Are Russian Trolls Good at their Jobs?

The 2016 U.S. Presidential Elections: A Timeline Analysis

Who Are the Russian Trolls?

It is currently under investigation whether during the 2016 U.S. elections a Russian ‘troll factory’, the Internet Research agency (IRA) based in St. Petersburg, released a number of tweets from fraudulent Twitter accounts. These tweets potentially influenced the population of voters by spreading divisive statements, some of which were fake news. The aim of this analysis is to better understand the strategy of the trolls by retrieving the main subjects of these tweets over time and categorizing them according to their targeted social, geographical, or political group. Quantifing the potential impact of those tweets and providing a link to specific events that were occuring in the United States at the time are the objectives.
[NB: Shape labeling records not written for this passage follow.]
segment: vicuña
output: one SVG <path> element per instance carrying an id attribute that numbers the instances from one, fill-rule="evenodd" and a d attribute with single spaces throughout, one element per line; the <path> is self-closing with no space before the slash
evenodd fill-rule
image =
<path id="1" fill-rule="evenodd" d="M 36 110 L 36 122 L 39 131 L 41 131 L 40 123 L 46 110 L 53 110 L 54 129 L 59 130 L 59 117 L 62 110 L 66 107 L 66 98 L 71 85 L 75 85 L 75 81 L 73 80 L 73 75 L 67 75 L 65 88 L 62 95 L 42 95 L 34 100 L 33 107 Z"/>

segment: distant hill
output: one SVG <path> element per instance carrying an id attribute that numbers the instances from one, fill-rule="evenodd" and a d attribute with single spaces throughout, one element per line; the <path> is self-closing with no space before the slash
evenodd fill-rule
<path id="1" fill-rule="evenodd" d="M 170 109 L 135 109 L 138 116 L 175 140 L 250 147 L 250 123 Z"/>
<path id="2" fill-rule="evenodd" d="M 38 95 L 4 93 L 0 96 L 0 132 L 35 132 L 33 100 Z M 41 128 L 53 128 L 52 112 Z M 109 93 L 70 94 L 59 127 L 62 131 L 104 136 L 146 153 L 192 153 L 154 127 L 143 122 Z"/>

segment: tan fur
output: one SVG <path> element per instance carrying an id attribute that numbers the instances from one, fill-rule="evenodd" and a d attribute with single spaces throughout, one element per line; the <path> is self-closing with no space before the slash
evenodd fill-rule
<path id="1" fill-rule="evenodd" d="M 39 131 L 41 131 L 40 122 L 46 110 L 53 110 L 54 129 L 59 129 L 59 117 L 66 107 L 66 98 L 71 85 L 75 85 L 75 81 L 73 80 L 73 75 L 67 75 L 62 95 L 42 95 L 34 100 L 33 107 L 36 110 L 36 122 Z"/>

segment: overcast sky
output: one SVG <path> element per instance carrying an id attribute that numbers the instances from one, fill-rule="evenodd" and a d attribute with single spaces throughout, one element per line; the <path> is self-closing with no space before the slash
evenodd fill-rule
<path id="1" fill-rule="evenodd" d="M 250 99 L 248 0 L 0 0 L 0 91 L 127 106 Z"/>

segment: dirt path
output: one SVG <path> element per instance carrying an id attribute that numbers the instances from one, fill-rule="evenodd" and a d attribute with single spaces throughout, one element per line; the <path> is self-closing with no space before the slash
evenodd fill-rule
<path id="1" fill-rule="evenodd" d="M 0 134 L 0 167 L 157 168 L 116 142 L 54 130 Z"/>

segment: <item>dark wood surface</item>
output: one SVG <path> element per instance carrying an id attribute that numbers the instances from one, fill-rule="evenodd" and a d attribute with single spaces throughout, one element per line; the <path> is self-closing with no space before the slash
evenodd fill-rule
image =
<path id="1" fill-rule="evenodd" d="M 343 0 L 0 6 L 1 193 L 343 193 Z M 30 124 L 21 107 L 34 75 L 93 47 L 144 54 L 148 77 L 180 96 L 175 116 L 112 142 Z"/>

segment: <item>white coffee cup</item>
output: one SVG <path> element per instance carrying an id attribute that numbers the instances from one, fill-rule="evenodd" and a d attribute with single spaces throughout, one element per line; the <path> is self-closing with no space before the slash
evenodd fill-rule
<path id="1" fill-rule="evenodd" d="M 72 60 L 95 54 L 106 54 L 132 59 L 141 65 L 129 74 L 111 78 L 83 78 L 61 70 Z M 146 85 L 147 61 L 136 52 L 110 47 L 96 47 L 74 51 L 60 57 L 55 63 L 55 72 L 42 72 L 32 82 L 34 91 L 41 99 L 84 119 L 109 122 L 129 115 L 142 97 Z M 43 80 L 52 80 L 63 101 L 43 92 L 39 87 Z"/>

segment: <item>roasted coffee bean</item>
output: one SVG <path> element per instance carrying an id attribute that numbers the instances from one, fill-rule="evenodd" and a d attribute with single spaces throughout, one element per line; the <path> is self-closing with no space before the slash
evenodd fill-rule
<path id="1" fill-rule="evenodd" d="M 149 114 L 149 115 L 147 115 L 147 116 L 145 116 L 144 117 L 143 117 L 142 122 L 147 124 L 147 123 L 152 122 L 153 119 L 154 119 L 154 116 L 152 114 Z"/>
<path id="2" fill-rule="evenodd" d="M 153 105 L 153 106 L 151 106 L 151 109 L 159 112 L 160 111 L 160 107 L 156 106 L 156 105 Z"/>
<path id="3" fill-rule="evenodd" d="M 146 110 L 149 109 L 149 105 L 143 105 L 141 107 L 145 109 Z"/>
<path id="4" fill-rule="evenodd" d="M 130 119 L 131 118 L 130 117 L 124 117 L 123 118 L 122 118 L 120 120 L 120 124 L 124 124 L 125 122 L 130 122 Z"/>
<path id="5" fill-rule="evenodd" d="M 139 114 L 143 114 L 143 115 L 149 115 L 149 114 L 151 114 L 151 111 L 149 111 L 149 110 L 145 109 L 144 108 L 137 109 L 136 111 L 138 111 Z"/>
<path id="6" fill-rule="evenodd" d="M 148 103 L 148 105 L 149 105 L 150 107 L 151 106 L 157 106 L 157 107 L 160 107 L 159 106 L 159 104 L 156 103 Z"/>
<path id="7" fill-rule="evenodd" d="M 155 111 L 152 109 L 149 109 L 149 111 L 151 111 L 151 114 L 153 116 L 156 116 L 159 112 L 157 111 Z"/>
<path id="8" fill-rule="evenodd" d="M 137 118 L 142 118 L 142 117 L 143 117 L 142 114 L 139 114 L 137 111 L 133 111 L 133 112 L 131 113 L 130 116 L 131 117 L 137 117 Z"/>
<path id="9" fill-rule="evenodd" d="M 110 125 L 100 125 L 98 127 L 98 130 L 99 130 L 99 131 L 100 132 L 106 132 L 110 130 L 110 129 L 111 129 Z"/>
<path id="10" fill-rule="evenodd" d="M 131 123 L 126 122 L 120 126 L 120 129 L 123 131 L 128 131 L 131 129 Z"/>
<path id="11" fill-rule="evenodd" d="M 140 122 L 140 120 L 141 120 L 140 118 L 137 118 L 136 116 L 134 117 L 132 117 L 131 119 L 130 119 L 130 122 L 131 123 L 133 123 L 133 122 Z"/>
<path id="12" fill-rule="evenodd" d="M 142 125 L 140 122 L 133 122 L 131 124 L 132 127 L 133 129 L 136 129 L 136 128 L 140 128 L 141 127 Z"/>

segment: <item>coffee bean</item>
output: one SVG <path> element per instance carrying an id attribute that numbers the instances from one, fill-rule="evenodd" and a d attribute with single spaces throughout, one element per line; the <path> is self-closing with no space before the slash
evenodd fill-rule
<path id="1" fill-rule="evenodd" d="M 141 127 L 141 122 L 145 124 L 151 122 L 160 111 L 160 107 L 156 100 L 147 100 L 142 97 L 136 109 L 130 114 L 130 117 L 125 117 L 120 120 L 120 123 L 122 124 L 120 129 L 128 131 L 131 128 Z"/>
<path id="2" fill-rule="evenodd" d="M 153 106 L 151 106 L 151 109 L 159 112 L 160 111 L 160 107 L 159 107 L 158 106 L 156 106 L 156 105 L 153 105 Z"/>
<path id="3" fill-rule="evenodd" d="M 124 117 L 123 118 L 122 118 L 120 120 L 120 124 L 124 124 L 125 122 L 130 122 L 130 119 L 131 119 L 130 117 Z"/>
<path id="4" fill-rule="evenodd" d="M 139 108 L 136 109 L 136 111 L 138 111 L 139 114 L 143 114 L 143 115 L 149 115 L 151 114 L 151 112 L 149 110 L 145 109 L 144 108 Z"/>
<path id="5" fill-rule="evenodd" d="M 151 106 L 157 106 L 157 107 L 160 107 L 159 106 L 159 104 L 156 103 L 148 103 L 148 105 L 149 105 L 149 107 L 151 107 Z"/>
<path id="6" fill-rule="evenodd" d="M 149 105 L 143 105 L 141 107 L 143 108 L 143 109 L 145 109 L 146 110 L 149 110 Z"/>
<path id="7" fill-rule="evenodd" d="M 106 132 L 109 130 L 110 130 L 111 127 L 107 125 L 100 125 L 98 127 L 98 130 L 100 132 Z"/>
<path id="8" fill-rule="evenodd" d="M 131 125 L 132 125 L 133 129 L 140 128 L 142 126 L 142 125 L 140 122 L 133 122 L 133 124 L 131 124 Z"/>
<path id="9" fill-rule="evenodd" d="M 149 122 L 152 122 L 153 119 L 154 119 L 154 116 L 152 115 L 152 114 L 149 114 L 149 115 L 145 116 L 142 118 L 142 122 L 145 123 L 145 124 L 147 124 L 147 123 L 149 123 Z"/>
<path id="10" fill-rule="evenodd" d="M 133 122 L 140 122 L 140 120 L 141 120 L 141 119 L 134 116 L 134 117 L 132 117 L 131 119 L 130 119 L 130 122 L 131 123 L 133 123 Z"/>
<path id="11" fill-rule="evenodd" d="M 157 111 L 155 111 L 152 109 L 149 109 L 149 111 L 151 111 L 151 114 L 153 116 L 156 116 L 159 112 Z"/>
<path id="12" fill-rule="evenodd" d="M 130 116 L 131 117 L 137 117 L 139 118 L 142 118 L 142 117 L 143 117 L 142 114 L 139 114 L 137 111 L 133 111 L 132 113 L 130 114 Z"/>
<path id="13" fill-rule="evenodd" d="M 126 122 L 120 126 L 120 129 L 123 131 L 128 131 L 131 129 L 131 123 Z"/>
All analyzes are provided with interactive plots to stimulate future research.

Introduction

On October 7th 2016, the Department of Homeland Security and the Director of National Intelligence (ODNI) stated that the American Intelligence Community was certain that the Russian Government had interfered with the U.S. election process through a number of strategies with the intent of damaging Hillary Clinton’s presidential campaign. Examples of such strategies include, but are not limited to, directed hacking of Hillary Clinton’s personal google email account and the broadcasting of fake news via social media accounts. In early 2017, the ODNI stated that the Russian president Vladimir Putin personally ordered this ‘influence campaign’ to harm Clinton’s chances and thereby increase the chance of the election of a president more favorable to Russia.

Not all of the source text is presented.